Linux Founder Still Sees No Reason to Use GPLv3

The good news for GNU GPLv3 (General Public License Version 3) supporters is that Linus Torvalds, the father of Linux, thinks the final draft is better than the earlier ones. The bad news is that he has “yet to see any actual reasons for licensing under the GPLv3.”

In a discussion on the LKML (Linux Kernel Mailing List) on the possibility of using both GPLv2, the open-source license now used by Linux, and GPLv3, which is scheduled to be finalized on June 29, Torvalds weighed in saying, “I consider dual-licensing unlikely (and technically quite hard), but at least possible in theory.”

While Torvalds said he was “impressed [by the latest GPLv3 draft] in the sense that it was a hell of a lot better than the disasters that were the earlier drafts,” that doesn’t mean he actually likes it.

“I still think GPLv2 is simply the better license,” continued Torvalds.

Click here to read the GPLv3’s authors’ comments on its final draft.

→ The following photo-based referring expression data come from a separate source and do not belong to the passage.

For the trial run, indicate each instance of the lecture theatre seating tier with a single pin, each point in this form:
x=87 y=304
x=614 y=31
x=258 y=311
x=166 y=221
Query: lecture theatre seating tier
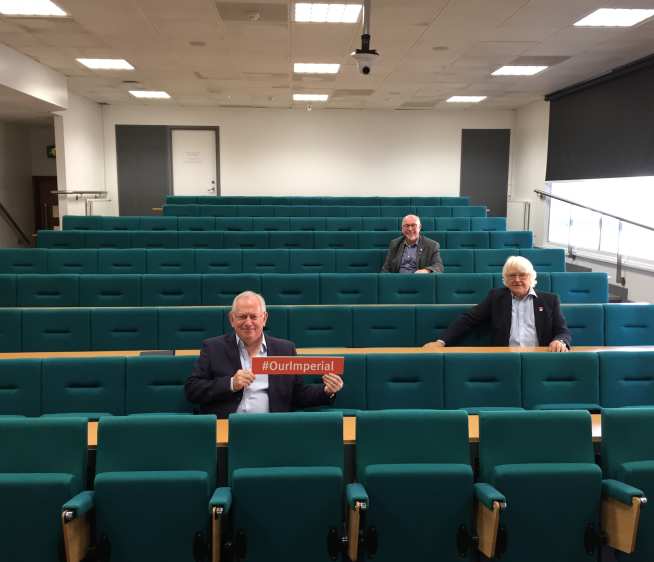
x=300 y=200
x=475 y=381
x=174 y=289
x=294 y=260
x=99 y=329
x=246 y=224
x=321 y=211
x=273 y=239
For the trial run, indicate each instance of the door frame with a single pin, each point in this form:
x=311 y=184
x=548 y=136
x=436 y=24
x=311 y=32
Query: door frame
x=216 y=131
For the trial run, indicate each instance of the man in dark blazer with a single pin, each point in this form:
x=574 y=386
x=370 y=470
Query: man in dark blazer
x=412 y=252
x=517 y=314
x=222 y=381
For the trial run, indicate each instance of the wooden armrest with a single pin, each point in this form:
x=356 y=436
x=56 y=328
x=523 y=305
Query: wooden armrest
x=77 y=535
x=353 y=522
x=620 y=523
x=488 y=521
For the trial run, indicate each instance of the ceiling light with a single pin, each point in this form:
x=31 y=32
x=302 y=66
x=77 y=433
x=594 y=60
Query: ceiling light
x=30 y=8
x=614 y=17
x=465 y=99
x=106 y=64
x=327 y=13
x=518 y=70
x=315 y=68
x=310 y=97
x=153 y=94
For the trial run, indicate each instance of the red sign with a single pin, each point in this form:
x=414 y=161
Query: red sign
x=297 y=365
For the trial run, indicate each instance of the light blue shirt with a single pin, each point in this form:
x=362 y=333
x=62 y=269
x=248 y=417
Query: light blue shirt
x=255 y=396
x=523 y=324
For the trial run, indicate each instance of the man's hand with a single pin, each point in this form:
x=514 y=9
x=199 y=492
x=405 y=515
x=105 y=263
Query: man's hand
x=333 y=383
x=242 y=379
x=558 y=346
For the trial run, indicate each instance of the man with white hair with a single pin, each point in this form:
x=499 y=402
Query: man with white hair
x=517 y=314
x=222 y=381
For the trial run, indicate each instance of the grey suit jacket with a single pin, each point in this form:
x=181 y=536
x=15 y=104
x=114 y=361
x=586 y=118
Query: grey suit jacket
x=428 y=256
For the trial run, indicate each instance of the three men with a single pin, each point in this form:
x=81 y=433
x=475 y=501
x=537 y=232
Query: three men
x=222 y=381
x=412 y=252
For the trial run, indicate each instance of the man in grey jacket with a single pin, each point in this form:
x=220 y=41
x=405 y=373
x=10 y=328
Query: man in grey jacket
x=412 y=252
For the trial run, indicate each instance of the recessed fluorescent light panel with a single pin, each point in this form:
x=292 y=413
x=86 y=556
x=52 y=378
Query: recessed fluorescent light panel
x=614 y=17
x=315 y=68
x=465 y=99
x=106 y=64
x=151 y=94
x=310 y=97
x=518 y=70
x=327 y=13
x=30 y=8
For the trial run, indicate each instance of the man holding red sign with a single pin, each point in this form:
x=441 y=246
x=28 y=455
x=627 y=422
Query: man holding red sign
x=223 y=381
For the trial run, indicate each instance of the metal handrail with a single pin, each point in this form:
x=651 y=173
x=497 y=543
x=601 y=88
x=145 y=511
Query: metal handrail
x=542 y=194
x=14 y=225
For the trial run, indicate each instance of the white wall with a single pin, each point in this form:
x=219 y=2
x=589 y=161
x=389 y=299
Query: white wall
x=80 y=152
x=16 y=191
x=335 y=152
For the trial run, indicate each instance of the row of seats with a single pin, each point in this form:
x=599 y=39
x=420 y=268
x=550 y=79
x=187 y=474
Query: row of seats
x=321 y=211
x=475 y=381
x=78 y=222
x=304 y=200
x=174 y=289
x=417 y=498
x=273 y=239
x=190 y=260
x=97 y=329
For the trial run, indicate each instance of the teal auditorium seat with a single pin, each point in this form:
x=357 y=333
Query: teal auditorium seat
x=462 y=288
x=154 y=479
x=48 y=290
x=219 y=261
x=543 y=465
x=110 y=290
x=355 y=288
x=581 y=287
x=156 y=384
x=79 y=261
x=186 y=328
x=171 y=290
x=113 y=329
x=266 y=468
x=56 y=330
x=42 y=466
x=404 y=381
x=405 y=289
x=420 y=489
x=626 y=378
x=324 y=327
x=552 y=381
x=585 y=322
x=23 y=260
x=92 y=388
x=628 y=465
x=384 y=326
x=170 y=261
x=482 y=381
x=20 y=388
x=629 y=324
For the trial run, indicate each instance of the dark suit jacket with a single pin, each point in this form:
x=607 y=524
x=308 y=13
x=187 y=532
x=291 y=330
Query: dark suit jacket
x=219 y=359
x=427 y=255
x=495 y=309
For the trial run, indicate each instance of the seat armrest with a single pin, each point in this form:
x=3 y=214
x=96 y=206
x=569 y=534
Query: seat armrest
x=356 y=493
x=222 y=499
x=487 y=495
x=80 y=504
x=622 y=492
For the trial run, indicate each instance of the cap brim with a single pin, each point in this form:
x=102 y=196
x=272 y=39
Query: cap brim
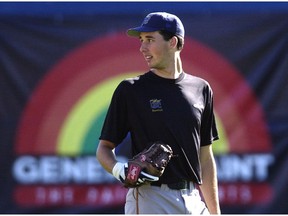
x=135 y=32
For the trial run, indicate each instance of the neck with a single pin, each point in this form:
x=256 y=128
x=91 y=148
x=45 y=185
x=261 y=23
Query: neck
x=172 y=72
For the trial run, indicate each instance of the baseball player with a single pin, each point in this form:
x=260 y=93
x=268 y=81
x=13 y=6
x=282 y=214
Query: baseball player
x=169 y=105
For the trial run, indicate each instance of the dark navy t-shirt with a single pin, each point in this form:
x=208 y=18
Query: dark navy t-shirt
x=178 y=112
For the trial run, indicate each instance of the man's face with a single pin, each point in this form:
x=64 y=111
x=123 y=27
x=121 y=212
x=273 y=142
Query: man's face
x=155 y=50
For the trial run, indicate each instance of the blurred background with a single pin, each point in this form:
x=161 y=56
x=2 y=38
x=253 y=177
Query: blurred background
x=61 y=61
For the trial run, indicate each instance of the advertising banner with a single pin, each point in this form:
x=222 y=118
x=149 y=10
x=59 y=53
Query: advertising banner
x=57 y=75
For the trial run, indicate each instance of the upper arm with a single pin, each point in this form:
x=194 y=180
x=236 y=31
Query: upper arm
x=206 y=153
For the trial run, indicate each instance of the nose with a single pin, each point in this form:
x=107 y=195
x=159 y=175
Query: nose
x=143 y=47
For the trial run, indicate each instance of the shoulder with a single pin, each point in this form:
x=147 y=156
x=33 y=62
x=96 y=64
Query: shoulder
x=133 y=81
x=129 y=84
x=196 y=80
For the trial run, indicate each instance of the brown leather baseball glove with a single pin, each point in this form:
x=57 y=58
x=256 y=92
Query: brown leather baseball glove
x=148 y=165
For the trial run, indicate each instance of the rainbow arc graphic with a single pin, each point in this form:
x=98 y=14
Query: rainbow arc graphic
x=65 y=113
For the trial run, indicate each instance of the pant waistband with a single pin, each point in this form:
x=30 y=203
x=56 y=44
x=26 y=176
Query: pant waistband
x=178 y=185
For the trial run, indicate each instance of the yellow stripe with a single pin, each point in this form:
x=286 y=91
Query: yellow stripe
x=80 y=118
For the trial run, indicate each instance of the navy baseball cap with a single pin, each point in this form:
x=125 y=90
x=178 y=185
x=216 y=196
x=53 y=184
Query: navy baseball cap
x=159 y=21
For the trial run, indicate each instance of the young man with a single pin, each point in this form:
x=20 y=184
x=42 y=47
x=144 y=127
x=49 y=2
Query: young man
x=165 y=104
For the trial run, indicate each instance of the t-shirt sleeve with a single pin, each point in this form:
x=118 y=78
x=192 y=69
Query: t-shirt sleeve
x=115 y=127
x=209 y=131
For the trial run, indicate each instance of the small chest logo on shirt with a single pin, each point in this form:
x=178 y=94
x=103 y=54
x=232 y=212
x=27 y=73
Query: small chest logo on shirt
x=156 y=105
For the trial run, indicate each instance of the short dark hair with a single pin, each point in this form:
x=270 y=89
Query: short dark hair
x=168 y=35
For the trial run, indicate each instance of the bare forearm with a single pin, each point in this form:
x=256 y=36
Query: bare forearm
x=209 y=188
x=106 y=156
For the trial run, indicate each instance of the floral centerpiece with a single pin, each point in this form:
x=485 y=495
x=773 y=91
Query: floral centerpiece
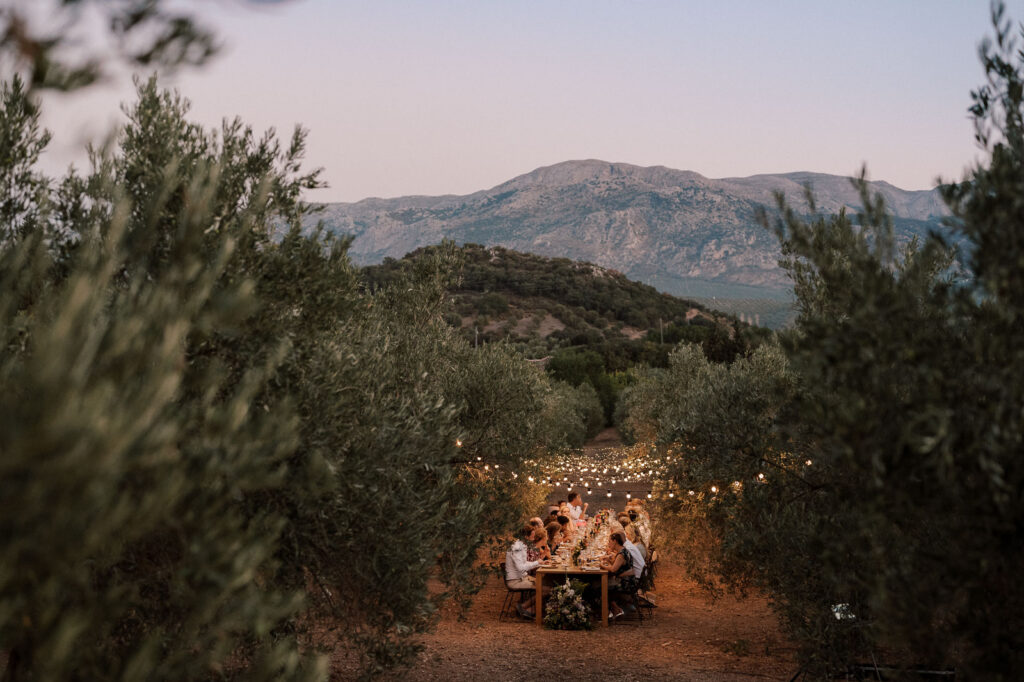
x=566 y=609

Besides, he dismisses most of the arguments for the GPLv3. “All I’ve heard are shrill voices about ‘Tivoization’ (which I expressly think is OK) and panicked worries about Novell-MS (which seem way overblown, and quite frankly, the argument seems to not so much be about the Novell deal, as about an excuse to push the GPLv3).”

In “Tivoization” a device-maker uses GPLv2 code, such as Linux, but doesn’t release sufficient details of the system to enable users to install modified source code on the device (for example, signature keys required for modified binaries to run), under the argument that the appliance’s software was never meant to be user-accessible.